El gambiano es, en general, noble y respetuoso. Entre el 90 y 95 por ciento de la población es musulmana, el país está repleto de mezquitas, las escuelas enseñan el Corán. Los cristianos representan una minoría, se pueden ver algunas iglesias y, aunque no muchas, también hay escuelas cristianas. Unos y otros se distinguen en la forma de vestir, especialmente las mujeres. En Gambia se practica la tolerancia religiosa; o, por lo menos, hasta el presente no se han reportado ataques a personas o comunidades motivados por sus creencias, como es frecuente en varios países africanos. El país está afectado por un alto desempleo y un bajo nivel educacional, lo que no quiere decir que no haya profesionales formados, incluso, en universidades europeas. Como mismo se pueden ver grupos de hombres jóvenes y robustos sentados en las esquinas, degustando el té y compartiendo como si no existiera un mañana; se ven mujeres en los puestos de frutas o con cestas en las cabezas y los niños a la espalda, buscando el sustento. Es contrastante el ambiente caótico de las calles polvorientas y repletas de personas sudorosas y agitadas, con el interior de los mercados, restaurantes, tiendas, hoteles y cafés, extremadamente limpios y con personal de servicio pulcro, bien vestido, amable y calmado. Da la impresión que el gambiano es poco creativo y sin iniciativas; sin embargo, muchos son propietarios de negocios destinados a ser exitosos, como el Kairo Cafe, en el área de Bakau, cuyo fundador llamado Pah, se inspiró en lo que aprendió durante sus años de trabajo en Estambul. O como el Solomon’s Beach Bar & Restaurant, en Kololi, donde comí el butter fish (pez mantequilla), de exquisita masa blanca, horneado con cebollas y papas, un plato local.

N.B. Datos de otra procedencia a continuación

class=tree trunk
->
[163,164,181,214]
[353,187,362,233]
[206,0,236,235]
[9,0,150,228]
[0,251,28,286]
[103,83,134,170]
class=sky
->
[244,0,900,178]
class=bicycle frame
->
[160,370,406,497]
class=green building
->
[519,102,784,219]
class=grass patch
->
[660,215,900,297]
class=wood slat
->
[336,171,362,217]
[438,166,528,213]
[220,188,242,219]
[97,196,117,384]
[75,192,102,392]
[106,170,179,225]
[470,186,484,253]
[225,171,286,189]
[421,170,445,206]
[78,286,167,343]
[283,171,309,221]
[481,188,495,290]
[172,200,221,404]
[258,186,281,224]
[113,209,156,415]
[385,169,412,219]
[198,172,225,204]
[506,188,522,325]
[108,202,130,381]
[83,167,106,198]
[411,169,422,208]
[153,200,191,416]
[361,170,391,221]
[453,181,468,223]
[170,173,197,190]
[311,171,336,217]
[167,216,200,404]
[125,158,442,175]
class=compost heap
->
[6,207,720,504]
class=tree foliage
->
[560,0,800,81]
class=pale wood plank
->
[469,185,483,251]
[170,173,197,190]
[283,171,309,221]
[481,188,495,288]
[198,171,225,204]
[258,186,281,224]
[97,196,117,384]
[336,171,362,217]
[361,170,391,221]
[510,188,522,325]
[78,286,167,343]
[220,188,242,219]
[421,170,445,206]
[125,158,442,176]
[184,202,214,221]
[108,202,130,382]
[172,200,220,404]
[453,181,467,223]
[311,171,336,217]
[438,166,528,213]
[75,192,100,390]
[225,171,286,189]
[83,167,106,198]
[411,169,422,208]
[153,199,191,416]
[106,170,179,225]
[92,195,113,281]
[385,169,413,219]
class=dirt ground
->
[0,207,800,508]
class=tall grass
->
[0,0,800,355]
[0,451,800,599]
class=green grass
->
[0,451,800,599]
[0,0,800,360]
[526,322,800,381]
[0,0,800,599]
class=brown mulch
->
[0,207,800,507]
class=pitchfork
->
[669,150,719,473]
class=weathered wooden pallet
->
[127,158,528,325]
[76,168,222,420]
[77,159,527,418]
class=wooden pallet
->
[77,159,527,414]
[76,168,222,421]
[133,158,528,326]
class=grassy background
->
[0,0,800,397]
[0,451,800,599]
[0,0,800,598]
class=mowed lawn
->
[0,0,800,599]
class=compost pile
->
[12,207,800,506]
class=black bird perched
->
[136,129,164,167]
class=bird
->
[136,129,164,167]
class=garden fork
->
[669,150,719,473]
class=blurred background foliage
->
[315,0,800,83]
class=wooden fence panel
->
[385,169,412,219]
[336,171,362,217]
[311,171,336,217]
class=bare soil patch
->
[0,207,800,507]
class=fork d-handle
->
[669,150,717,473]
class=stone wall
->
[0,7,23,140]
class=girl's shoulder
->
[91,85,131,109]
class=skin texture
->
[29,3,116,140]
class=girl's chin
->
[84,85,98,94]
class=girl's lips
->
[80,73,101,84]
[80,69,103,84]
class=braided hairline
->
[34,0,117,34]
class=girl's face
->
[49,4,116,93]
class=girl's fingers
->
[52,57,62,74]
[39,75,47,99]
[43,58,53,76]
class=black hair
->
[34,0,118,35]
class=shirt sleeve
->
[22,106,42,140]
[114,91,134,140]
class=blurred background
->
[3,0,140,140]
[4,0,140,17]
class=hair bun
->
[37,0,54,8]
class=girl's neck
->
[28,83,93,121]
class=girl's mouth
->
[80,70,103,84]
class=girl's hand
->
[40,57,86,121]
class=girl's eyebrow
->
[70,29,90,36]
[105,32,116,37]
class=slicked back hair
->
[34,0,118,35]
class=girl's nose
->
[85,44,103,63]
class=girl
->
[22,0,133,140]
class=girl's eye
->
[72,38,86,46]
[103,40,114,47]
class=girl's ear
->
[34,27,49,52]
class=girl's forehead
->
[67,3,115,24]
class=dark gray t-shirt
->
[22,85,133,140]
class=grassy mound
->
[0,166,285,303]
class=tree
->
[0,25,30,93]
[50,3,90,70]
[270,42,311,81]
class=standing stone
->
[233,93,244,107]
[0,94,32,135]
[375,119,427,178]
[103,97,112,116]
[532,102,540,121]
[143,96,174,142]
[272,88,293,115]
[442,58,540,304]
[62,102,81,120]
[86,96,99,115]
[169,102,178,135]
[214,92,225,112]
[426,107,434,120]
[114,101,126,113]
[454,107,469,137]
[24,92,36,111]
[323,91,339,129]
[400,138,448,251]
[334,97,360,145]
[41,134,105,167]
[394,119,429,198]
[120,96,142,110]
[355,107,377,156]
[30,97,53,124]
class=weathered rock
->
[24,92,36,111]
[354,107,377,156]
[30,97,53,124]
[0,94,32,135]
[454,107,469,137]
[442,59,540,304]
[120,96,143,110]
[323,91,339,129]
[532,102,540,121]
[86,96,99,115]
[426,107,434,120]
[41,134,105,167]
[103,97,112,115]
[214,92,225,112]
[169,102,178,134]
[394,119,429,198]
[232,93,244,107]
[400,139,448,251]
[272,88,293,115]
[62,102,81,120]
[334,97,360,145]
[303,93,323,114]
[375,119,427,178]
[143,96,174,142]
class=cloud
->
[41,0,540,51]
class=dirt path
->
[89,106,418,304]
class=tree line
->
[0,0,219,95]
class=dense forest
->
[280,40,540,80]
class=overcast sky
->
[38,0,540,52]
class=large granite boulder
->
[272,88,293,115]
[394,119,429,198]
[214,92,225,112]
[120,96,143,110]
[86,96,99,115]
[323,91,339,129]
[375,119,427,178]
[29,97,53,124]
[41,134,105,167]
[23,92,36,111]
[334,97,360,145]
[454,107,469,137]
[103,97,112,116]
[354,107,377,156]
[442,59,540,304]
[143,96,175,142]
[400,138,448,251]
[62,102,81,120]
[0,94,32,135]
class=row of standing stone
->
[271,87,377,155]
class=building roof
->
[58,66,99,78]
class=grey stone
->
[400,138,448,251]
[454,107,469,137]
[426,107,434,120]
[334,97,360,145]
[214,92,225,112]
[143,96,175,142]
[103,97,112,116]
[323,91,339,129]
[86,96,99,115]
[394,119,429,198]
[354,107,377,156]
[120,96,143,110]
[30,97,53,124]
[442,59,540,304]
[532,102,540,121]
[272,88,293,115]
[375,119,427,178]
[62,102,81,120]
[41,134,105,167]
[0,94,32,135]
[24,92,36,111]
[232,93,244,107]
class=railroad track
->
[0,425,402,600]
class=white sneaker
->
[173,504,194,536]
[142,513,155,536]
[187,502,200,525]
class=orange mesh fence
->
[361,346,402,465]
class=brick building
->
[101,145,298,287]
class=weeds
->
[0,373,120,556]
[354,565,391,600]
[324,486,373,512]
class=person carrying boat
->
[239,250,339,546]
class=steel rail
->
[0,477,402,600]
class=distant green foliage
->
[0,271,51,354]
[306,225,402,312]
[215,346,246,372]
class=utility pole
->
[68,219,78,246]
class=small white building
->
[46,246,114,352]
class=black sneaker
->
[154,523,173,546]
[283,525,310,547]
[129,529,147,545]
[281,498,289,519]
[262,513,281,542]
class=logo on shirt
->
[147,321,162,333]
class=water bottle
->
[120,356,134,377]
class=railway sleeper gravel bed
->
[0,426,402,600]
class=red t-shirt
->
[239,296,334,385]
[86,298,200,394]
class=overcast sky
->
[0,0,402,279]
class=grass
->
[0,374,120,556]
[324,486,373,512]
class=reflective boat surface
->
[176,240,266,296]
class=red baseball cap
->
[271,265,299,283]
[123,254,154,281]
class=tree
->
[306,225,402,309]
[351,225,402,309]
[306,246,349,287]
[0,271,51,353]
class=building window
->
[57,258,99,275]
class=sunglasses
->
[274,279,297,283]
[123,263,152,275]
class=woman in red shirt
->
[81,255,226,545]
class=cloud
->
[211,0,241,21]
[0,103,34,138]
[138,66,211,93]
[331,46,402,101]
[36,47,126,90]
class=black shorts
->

Siento mucha compasión por ese pedazo de tierra. Me duele ver cómo el desespero por escapar de la pobreza, hace que el gobierno lo entregue en manos extranjeras abusivas como las de China, que ayuda y construye al precio de apropiárselo y saquearlo. Me contaron que la pesca, de la que viven centenares, está siendo afectada por las prácticas intensivas de los “amigos” asiáticos, que se lo llevan todo para su país, provocando que los productos marinos disminuyan y encarezcan. A Gambia he de volver. Me faltó, entre otras cosas, navegar el río hacia el este y conocer cómo se vive en las aldeas del interior. La experiencia africana poco tiene que ver con la europea o la americana, pero es enriquecedora y vale la pena vivirla.